Inferiors – Those selling homes with partial or no remodeling/upgrading, bad locations, hard-to-show, or listed with bad agents will face increasing competition as time goes on – and they’ll be piling up by May-June. Most importantly, the pricing will be more suspect the longer that yours and others are lingering unsold. List early, and get it done.
Home Buyers
Creampuffs – Buy early. The competition for the well-appointed, attractively-priced homes will increase as the season rolls on.
Inferiors – Buy late.
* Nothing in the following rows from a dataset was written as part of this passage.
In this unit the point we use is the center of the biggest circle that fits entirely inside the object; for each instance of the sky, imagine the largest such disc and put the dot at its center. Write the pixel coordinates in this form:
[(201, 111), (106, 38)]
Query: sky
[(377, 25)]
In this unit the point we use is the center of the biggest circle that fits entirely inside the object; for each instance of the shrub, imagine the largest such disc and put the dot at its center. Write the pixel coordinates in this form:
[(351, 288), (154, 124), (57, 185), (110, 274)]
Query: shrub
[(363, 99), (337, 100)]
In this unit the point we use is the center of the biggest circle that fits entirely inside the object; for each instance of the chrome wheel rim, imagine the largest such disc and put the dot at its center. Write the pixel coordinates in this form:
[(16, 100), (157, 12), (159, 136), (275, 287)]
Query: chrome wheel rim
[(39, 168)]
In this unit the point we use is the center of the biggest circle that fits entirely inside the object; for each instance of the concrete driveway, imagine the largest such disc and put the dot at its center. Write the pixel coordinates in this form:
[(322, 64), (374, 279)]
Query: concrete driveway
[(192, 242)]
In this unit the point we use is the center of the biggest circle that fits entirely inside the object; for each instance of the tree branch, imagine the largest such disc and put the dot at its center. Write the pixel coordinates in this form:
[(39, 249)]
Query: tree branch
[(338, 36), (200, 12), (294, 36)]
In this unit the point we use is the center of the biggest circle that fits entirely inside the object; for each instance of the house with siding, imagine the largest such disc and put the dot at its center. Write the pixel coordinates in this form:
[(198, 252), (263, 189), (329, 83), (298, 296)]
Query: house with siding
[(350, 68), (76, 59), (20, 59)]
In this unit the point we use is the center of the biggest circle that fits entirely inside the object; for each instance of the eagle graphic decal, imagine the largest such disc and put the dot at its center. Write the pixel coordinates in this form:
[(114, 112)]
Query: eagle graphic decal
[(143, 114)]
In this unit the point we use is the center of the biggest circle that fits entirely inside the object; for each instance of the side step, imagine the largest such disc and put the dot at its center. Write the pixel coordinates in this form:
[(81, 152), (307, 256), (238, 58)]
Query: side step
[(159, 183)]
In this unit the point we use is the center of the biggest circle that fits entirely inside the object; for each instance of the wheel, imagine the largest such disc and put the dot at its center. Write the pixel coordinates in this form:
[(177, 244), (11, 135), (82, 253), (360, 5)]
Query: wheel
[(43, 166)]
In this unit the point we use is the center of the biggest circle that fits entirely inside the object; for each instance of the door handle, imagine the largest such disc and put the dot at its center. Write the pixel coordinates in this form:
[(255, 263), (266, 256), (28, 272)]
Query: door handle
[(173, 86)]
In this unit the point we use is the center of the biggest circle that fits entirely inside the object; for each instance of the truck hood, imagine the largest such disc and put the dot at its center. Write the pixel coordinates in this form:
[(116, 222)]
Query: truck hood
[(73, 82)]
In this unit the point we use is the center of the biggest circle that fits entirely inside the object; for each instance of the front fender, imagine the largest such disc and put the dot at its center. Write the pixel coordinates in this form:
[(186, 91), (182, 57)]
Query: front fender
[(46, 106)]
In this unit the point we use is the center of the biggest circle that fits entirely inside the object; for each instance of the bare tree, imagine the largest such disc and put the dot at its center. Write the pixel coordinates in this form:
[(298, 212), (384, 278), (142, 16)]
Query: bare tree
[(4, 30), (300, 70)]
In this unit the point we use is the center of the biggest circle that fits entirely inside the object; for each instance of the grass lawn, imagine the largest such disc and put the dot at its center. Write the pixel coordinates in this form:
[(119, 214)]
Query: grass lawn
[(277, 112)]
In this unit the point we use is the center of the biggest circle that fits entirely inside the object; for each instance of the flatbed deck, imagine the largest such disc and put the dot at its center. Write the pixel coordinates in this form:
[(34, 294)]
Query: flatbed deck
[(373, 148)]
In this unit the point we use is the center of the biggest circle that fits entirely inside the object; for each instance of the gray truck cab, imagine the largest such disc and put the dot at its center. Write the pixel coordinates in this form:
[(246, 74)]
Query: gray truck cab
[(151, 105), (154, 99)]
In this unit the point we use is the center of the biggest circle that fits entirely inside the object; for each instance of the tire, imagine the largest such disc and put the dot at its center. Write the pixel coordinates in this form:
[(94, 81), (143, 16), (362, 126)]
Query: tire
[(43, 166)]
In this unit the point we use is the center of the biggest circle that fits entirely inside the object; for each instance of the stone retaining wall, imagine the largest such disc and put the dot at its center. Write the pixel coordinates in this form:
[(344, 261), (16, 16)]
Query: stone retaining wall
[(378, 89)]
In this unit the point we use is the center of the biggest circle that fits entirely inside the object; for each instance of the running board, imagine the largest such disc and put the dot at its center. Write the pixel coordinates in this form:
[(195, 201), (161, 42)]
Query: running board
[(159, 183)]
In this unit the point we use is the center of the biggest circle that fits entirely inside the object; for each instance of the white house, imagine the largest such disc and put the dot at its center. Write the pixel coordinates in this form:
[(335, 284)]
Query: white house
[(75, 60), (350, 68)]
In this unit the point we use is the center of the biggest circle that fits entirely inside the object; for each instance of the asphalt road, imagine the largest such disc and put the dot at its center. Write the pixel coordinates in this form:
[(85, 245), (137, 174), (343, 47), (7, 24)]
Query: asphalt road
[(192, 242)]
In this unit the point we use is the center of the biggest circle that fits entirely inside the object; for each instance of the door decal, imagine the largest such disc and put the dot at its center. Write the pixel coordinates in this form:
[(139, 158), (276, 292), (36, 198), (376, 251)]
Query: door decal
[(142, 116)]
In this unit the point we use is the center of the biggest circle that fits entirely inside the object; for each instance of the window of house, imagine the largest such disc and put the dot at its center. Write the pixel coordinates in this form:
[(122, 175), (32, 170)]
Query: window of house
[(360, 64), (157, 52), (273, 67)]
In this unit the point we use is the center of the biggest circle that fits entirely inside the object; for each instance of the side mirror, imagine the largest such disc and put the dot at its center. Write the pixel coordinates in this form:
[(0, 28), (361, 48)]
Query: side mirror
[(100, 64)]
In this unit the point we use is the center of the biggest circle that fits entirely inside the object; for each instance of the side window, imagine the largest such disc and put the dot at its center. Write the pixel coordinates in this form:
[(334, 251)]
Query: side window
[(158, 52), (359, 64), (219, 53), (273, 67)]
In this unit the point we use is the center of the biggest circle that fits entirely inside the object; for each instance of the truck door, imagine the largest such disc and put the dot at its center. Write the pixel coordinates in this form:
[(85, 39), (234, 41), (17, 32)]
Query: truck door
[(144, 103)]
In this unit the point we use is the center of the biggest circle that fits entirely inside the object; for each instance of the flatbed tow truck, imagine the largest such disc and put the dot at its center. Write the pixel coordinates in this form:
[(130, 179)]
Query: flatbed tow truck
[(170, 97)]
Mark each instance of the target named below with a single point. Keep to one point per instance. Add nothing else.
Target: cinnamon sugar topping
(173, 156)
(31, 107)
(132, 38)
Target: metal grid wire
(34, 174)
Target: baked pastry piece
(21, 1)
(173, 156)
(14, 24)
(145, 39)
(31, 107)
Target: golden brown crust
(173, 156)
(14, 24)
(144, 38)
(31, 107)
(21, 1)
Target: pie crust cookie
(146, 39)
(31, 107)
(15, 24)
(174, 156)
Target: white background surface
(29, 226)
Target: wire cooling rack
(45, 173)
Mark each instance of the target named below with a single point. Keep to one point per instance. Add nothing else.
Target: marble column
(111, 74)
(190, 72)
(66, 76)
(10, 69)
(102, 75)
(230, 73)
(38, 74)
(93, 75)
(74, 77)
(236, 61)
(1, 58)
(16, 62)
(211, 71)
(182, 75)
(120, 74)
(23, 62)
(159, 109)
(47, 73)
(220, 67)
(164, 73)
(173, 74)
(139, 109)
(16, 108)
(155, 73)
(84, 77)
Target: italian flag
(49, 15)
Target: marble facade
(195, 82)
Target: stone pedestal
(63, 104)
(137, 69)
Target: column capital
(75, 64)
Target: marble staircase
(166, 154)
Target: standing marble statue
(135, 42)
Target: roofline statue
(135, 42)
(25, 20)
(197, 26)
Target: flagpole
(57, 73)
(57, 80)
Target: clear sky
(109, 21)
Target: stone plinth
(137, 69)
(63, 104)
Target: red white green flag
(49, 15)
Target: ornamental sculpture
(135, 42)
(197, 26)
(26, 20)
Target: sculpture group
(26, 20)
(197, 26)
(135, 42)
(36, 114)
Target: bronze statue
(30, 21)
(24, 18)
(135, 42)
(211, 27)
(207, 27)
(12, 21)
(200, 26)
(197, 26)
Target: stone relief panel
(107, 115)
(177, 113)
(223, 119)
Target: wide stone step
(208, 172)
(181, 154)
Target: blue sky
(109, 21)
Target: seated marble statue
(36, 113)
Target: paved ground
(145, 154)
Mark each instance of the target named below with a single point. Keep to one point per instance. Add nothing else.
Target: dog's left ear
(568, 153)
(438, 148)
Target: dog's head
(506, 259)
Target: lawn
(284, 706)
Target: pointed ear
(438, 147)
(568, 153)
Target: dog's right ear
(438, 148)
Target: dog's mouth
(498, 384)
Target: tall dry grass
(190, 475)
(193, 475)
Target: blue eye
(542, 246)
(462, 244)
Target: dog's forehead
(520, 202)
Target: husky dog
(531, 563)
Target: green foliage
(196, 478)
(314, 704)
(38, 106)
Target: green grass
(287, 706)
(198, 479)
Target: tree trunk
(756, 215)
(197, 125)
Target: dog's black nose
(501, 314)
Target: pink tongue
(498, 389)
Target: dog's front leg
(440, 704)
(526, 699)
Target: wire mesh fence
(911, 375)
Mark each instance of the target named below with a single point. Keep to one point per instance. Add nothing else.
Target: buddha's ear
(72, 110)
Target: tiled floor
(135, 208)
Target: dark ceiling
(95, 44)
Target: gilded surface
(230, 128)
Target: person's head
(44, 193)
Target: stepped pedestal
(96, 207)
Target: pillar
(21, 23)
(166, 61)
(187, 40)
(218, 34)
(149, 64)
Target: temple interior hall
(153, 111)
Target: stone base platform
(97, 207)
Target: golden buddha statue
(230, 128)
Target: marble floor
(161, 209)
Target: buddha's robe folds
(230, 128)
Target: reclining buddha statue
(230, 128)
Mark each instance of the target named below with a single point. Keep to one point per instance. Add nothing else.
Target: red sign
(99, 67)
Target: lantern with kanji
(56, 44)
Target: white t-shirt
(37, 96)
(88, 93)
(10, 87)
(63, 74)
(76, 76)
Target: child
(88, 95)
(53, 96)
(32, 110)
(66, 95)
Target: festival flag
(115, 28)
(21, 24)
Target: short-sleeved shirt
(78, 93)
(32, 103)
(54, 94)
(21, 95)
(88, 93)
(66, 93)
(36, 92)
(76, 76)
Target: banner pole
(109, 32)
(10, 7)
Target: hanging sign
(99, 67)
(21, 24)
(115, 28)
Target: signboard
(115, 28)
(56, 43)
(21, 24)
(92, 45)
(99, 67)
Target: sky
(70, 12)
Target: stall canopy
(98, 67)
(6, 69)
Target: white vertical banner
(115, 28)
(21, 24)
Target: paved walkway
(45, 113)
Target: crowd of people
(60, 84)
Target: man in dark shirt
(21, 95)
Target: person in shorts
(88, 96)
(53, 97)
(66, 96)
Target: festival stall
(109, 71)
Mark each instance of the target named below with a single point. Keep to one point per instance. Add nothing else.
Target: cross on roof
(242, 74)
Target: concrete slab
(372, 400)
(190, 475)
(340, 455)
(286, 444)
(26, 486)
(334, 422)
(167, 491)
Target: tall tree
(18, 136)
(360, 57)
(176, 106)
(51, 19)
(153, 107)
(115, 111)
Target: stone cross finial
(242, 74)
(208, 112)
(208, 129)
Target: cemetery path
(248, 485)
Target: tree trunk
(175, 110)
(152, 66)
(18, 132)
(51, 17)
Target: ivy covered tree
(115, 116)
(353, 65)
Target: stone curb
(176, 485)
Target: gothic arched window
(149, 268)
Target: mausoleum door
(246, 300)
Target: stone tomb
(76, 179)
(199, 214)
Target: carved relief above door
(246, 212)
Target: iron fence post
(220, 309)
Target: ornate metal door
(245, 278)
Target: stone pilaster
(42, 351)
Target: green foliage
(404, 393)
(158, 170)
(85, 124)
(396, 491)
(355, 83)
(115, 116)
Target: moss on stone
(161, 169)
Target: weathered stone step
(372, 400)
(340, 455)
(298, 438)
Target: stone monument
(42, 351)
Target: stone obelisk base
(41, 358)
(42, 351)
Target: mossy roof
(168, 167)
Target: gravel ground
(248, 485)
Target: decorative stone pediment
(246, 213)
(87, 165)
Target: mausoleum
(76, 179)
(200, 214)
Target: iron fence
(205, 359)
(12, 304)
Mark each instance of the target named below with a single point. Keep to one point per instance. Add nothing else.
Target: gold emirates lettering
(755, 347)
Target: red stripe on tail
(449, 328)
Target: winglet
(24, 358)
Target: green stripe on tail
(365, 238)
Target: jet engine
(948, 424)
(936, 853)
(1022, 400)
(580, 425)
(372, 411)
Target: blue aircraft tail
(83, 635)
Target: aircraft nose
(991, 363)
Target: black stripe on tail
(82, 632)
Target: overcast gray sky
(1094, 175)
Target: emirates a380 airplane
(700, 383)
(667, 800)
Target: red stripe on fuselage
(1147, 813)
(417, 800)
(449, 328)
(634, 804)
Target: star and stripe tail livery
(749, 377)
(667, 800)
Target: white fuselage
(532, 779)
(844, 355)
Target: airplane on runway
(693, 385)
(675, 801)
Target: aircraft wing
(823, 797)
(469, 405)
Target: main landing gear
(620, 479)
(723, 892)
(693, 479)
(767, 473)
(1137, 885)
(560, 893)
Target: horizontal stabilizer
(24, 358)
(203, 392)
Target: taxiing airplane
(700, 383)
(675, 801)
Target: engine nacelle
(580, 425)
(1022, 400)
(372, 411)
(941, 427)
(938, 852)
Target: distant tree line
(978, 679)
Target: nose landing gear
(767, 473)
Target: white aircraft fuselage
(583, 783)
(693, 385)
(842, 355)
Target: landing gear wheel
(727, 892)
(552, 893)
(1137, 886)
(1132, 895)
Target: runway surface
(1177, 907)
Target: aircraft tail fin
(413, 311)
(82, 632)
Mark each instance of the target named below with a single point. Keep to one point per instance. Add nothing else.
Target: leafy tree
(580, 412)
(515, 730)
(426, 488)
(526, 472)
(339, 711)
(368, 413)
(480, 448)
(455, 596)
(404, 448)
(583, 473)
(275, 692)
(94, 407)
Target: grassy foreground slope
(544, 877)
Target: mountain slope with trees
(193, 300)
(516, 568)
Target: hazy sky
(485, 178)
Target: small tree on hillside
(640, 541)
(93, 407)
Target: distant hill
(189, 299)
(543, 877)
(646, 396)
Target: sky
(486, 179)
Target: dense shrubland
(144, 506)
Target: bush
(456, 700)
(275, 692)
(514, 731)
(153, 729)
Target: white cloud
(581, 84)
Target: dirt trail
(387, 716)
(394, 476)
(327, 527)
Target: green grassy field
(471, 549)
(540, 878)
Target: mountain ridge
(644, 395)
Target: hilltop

Hope that fixer pricing is crushed by supply overload.
It will probably get harder to tell the difference between the creampuffs and inferiors as the selling commotion starts rumbling down the road.
Get Good Help!
I think 2017 will be “the year of fear,” and will fuel the steady upside of the housing market in prime areas, exacerbated by false shortages created by corporate and local government interests, working together.
Overall theme will be “Fear of Missing Out.”
Internal monologue of the well-to-do buyer will be:
“Just get it.”
“But I could save 30K if I hold out…”
“Or you could lose it, like the last time.”
“But why just give ’em my money, for no good–”
“You can afford it. What’s your sanity worth? What’s your time worth? Just buy it!”
“But I’m getting hosed!”
“You’re getting older. Your wife hates you. Slay the dragon. Buy it!!”
“Oh, all right, goddammit.”
“You won’t regret this.”
“Shut up!”
and… scene.
The mantra that has fueled the last couple of years!
I don’t think it will change until there is a catastrophic event, like earthquake, mortgage rates in the high-4%s, Trump does something really stupid, etc.